1) INCORRECT— Smoking causes vasoconstriction of extremity vessels. Emotional stress and caffeine also cause vasoconstriction. 2) INCORRECT— Exercise increases collateral circulation. The client should walk until pain begins, rest, and then walk a little farther. 3) CORRECT— Decreased sensitivity may result in burns. The client should be instructed to use gloves and socks to warm the hands and feet. Warm moist packs hold heat longer than warm packs and increase the risk for injury. 4) INCORRECT— In peripheral vascular disease, the body cannot adjust to temperature extremes. The client should be instructed to wear socks or insulated shoes at all times and keep the home warm

The nurse provides care for an African-American client diagnosed with hypertension in a cardiac unit. Which medication prescription does the nurse question for this client? 1.Hydralazine hydrochloride. 2.Atenolol. 3.Chlorothiazide. 4.Nifedipine.

1) INCORRECT— There is no need to question this prescription. Hydralazine is a direct vasodilator. It lowers blood pressure by relaxing the smooth muscles, especially of arteries and arterioles, and decreasing the peripheral resistance. 2) CORRECT — Atenolol is a beta-adrenergic inhibitor (beta blocker) that slows heart rate and decreases cardiac contractility and cardiac output, thereby lowering blood pressure. Beta blockers are less effective in African Americans than they are in Caucasians and should be questioned in an African-American client with hypertension. 3) INCORRECT— There is no need to question this prescription.
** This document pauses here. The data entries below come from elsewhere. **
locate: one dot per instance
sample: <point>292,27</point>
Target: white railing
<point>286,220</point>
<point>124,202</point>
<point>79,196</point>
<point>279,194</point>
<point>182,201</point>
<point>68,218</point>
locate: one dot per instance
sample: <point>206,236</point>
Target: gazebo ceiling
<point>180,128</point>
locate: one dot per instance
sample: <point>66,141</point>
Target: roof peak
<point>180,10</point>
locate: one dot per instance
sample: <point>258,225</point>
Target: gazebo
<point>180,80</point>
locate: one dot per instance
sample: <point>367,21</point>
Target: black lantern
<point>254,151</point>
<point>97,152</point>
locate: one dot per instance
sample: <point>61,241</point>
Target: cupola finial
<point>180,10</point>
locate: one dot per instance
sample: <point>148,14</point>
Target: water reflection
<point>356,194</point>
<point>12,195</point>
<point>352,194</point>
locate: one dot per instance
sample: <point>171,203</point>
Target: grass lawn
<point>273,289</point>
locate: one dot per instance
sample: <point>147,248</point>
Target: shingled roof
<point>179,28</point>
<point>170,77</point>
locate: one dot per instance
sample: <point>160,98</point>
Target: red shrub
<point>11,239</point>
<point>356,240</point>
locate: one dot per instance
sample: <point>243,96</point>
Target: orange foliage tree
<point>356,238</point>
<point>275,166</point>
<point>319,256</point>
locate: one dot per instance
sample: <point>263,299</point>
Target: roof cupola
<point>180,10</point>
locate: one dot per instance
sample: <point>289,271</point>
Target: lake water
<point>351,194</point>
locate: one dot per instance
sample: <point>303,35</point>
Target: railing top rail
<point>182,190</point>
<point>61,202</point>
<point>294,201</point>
Chlorothiazide is a thiazide diuretic. It promotes water and sodium excretion, thereby lowering blood pressure. Diuretics are especially effective with African-American clients. 4) INCORRECT— There is no need to question this prescription. Nifedipine is a calcium channel blocker. It stops calcium movement into the cells, thereby relaxing smooth muscle and causing vasodilation. Calcium channel blockers are particularly effective in older clients and in African-American clients.